Birmanie: Aung San Suu Kyi condamnée à trois ans de prison supplémentaires
La junte birmane a condamné jeudi Aung San Suu Kyi à trois ans de prison supplémentaires pour violation de la loi sur les secrets officiels, au cours d'un procès fleuve dénoncé comme politique par la communauté internationale.
Cette énième sentence vient s'ajouter aux 20 ans de prison déjà prononcés contre l'ex-dirigeante, notamment pour corruption et fraude électorale, motif pour lequel la peine a été assortie de travaux forcés.
La prix Nobel de la paix, âgée de 77 ans, encourt en tout plus de 120 ans de prison pour les multiples infractions dont les militaires l'accusent.
Le tribunal a également condamné son ex-conseiller, l'économiste australien Sean Turnell, ainsi que trois autres prévenus, des anciens ministres, à une peine identique, selon la même source.
"Sean Turnell, Daw Aung San Suu Kyi et les trois autres ont été condamnés à trois ans de prison chacun en vertu de la loi sur le secret d'Etat", a déclaré cette source à l'AFP sous couvert d'anonymat, ajoutant que Mme Suu Kyi ferait appel de son verdict.
La ministre australienne des Affaires étrangères, Penny Wong, a rejeté la condamnation de M. Turnell et demandé sa "libération immédiate".
L'accumulation de condamnations démontre que la junte n'a "aucun scrupule à assumer son statut de paria international", a déclaré Elaine Pearson, directrice pour l'Asie de Human Rights Watch.
Une "action concertée" de la part des pays est nécessaire "pour redresser la situation des droits de l'homme dans le pays", a-t-elle ajouté.
Arrêtée au moment du putsch en février 2021, qui a mis fin à une décennie de transition démocratique en Birmanie, Aung San Suu Kyi a été placée à l'isolement dans une prison de Naypyidaw fin juin.
C'est dans cet établissement de la capitale birmane que se poursuit son procès, qui a débuté il y a plus d'un an, à huis clos, ses avocats ayant interdiction de parler à la presse et aux organisations internationales.
M. Turnell, professeur d'économie australien, était conseiller d'Aung San Suu Kyi lorsqu'il a été arrêté quelques jours après le coup d'État militaire.
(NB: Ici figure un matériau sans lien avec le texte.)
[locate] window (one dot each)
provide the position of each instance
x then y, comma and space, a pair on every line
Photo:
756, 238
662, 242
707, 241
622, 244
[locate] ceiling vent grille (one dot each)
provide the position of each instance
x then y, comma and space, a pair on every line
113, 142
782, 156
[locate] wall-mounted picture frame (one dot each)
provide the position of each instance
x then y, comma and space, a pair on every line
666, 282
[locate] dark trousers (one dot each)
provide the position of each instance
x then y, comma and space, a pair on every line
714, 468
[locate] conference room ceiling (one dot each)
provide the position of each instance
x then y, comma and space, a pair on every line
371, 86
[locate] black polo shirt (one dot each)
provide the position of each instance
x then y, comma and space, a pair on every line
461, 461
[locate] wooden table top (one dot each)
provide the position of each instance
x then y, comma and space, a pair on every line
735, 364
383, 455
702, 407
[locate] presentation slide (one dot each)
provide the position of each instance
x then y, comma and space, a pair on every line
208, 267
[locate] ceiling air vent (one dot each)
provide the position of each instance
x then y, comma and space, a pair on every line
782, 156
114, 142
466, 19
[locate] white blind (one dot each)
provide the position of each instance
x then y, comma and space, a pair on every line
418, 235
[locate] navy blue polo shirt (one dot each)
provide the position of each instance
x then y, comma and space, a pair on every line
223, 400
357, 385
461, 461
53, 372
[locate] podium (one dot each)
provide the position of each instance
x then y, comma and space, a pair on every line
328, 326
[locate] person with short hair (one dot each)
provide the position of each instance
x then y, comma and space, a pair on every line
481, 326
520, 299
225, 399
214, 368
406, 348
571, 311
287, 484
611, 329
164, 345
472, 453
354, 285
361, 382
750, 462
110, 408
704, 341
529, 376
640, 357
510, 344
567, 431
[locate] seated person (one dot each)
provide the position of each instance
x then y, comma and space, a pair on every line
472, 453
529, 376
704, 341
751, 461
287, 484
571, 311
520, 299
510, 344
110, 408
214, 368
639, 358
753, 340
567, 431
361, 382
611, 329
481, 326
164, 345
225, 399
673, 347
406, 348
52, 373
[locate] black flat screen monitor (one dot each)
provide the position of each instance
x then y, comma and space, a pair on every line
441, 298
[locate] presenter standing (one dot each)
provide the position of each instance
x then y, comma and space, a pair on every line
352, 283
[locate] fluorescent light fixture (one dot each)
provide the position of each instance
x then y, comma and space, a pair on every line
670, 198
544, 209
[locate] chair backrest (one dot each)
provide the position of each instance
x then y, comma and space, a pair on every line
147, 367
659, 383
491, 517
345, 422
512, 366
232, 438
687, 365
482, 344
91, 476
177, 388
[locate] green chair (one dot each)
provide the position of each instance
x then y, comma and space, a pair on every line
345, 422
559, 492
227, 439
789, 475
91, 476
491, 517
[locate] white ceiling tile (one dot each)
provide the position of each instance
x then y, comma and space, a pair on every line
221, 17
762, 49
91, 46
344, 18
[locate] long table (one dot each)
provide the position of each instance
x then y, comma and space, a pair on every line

La source a ajouté qu'une accusation distincte le visait, en vertu de la loi sur l'immigration.
Son arrestation a suscité l'indignation des diplomates australiens, qui ont fait pression sur les pays voisins de la Birmanie pour obtenir leur aide.
Les autorités birmanes ont aussi condamné fin août une ex-ambassadrice du Royaume-Uni en Birmanie et son mari artiste à un an de prison pour avoir enfreint la loi sur l'immigration.
- "Acharnement judiciaire" -
De nombreuses voix dénoncent un acharnement judiciaire qui serait fondé sur des motifs politiques, avec pour but d'écarter définitivement la fille du héros de l'indépendance, grande gagnante des élections de 2015 et de 2020.
Plusieurs de ses proches ont été condamnés à de lourdes peines. Un ancien député de son parti condamné à mort, Phyo Zeya Thaw, a été exécuté fin juillet.
La junte se défend de ces accusations et promet même d'ouvrir des négociations avec Aung San Suu Kyi une fois son procès terminé.
"Bien que nous aurions pu prendre des mesures plus sévères, nous sommes indulgents avec elle", a déclaré le chef de la junte Min Aung Hlaing, lors d'un entretien en août avec l'émissaire des Nations unies, dans des propos relayés par un journal d'Etat.
Aung San Suu Kyi reste une figure populaire en Birmanie, même si son image internationale a été écornée par son incapacité à défendre la minorité musulmane des Rohingyas, victimes d'exactions de l'armée en 2016 et 2017 - un "génocide" selon Washington.
- Elections en 2023? -
Les envoyés spéciaux de l'ONU et de l'Asean (Association des nations d'Asie du Sud-Est) n'ont pas été autorisés à la rencontrer lors de leur dernière visite, comme un symbole de l'échec des efforts diplomatiques entrepris depuis plusieurs mois qui n'ont pas sorti la Birmanie du chaos.
L'armée espère organiser des élections à l'été 2023, dès que le pays sera "en paix et stable", selon Min Aung Hlaing qui a aussi annoncé une "réforme" du système électoral.
Les Etats-Unis ont déjà appelé la communauté internationale à ne pas soutenir ce projet, un "simulacre" électoral, selon le secrétaire d'Etat Antony Blinken.
Depuis le putsch, plus de 2.200 civils ont été tués par les forces de sécurité et plus de 15.000 arrêtés, selon une ONG locale.